State of the Union Scholarship: During this year’s State of the Union address, Trump announced that one of his special guests, fourth grade student Janiyah Davis, would be receiving an “opportunity scholarship” to attend a presumably higher-performing school of her family’s choice. It was later reported that DeVos, whose family has founded and actively supports several charter schools, was personally funding the opportunity scholarship. We filed a FOIA request to the Department of Education for email communications about how the scholarship is being handled by the agency.
Wisconsin Absentee Ballot Data: On Wednesday, the Wisconsin Election Commission voted to send absentee ballot applications to about 2.7 million voters. We asked multiple Wisconsin counties for data on absentee ballots that were received, sent, counted, or rejected. The requests also seek complaints regarding Wisconsin’s April 7 in-person election. You can read more about our voting rights work here, and about our ongoing investigation into Wisconsin’s voter rolls purges here.

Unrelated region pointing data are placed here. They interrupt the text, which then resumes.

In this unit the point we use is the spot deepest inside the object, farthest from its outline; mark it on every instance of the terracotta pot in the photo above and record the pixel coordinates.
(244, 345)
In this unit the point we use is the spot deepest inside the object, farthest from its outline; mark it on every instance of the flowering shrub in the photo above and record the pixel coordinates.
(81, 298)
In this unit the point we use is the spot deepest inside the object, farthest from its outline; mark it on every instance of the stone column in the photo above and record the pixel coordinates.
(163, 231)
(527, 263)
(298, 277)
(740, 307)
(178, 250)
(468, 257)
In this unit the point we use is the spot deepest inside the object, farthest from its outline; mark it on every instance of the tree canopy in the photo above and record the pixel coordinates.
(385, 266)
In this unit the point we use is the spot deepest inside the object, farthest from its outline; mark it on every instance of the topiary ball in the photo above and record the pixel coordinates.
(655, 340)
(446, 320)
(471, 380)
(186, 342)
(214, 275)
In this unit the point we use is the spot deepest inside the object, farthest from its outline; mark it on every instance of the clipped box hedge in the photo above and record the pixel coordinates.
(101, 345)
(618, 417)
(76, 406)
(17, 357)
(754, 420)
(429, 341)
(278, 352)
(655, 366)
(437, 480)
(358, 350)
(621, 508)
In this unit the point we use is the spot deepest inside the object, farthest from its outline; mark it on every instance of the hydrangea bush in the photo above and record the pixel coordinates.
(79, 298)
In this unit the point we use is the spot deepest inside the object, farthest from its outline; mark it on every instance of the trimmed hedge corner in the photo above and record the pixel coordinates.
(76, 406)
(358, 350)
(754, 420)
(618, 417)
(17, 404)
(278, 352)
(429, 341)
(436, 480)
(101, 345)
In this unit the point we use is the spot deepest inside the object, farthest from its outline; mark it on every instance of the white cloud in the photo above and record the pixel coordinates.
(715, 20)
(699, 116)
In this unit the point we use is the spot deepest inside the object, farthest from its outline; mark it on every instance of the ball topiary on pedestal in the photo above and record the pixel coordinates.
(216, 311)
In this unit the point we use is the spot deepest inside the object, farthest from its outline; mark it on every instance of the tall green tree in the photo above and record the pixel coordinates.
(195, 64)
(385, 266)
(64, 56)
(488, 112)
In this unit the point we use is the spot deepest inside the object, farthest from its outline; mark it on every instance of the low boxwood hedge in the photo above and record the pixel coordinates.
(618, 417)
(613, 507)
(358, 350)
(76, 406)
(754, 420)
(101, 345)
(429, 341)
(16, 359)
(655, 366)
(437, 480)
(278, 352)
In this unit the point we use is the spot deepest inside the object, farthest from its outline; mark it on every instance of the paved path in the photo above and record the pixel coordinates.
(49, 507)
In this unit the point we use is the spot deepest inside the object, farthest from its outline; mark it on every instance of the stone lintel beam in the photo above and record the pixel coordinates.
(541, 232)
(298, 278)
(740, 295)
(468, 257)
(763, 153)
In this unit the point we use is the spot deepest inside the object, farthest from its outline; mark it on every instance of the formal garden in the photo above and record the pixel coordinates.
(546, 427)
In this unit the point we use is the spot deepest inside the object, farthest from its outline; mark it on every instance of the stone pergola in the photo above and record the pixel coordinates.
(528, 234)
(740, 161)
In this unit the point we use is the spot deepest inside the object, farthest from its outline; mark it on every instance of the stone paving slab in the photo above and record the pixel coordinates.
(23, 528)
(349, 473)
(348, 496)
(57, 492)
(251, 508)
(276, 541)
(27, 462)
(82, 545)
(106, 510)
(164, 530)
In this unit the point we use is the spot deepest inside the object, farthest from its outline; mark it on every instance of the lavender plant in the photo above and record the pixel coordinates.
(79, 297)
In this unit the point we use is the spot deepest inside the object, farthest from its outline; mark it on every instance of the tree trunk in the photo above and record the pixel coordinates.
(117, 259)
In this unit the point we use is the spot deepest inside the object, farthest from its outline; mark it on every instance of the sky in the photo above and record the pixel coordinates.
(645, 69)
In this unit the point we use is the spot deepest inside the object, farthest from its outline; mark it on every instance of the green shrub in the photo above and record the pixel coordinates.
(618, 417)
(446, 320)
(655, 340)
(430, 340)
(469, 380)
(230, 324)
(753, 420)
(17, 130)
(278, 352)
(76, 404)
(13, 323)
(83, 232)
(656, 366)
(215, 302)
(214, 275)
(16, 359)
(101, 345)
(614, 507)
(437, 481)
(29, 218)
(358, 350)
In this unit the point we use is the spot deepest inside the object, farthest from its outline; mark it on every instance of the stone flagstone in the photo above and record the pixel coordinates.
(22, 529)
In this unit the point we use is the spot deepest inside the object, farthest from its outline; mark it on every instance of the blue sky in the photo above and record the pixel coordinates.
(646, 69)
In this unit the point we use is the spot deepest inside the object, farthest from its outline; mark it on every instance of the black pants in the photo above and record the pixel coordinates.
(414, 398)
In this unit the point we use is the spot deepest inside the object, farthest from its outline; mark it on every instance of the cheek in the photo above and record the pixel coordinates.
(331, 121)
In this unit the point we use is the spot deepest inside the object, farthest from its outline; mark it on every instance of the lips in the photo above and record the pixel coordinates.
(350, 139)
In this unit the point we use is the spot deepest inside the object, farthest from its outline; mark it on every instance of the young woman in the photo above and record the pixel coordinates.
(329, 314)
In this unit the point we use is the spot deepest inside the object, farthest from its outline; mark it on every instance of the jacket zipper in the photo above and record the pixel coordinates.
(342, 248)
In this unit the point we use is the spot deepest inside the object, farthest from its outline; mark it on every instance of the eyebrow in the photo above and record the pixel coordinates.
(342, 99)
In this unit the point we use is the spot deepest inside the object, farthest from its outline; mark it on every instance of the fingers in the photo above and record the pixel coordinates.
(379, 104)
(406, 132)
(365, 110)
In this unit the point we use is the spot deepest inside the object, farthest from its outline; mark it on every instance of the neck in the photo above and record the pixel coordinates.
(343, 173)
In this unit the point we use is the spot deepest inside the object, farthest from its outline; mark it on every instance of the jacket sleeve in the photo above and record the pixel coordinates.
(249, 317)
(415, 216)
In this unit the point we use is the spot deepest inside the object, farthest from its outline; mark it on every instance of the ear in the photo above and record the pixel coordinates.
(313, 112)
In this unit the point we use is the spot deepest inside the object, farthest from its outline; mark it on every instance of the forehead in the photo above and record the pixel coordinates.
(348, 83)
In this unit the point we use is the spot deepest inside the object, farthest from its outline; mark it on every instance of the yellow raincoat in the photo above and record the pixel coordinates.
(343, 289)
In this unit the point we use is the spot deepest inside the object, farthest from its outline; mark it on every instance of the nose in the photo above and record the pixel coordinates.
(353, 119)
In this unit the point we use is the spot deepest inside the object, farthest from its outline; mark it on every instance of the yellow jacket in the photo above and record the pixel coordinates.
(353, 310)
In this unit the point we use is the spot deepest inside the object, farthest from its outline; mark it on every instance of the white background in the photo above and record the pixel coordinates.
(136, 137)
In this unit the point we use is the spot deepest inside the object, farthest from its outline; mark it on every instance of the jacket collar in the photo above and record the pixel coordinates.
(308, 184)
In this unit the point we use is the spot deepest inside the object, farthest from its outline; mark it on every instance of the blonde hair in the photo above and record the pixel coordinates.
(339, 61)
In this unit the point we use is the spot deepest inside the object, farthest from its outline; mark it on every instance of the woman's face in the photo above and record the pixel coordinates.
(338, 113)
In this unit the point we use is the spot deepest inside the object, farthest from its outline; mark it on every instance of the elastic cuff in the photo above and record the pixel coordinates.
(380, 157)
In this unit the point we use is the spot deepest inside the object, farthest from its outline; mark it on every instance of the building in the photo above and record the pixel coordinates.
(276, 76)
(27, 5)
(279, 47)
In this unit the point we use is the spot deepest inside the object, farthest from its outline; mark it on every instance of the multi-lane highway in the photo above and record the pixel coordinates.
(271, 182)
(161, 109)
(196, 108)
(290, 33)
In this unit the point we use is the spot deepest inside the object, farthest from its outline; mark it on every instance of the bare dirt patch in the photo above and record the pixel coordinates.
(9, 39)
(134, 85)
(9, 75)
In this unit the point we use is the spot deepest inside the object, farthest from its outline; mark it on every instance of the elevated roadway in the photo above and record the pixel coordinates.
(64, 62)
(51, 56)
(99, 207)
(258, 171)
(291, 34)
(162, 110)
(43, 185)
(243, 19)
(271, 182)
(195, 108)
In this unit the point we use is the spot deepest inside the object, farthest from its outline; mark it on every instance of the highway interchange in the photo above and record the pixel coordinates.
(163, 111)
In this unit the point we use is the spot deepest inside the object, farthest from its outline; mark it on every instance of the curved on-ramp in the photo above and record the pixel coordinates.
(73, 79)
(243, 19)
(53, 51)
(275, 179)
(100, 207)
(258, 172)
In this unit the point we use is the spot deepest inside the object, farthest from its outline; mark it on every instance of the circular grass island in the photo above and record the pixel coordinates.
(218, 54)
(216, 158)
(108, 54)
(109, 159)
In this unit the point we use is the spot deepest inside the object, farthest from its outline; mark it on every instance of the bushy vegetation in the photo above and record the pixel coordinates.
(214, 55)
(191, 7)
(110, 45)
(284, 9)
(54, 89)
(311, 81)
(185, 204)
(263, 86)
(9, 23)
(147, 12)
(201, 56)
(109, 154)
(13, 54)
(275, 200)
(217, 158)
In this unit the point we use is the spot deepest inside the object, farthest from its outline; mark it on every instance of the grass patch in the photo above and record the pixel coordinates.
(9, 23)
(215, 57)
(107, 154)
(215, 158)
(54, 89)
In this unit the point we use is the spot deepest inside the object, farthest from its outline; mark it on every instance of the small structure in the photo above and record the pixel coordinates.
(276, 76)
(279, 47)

Newly Annotated Agency Calendars: This week, we added more documents to our collection of political appointees’ calendars. Former Acting Secretary of Defense Patrick Shanahan’s calendars show he had meetings with multiple technology companies at the same time the Defense Department was soliciting contract bids for the controversial Joint Enterprise Defense Infrastructure project, as well as meetings regarding the transgender military ban. We also published more 2017 and 2018 EPA calendar records, which document meetings between then-Administrator Scott Pruitt and various conservative interests.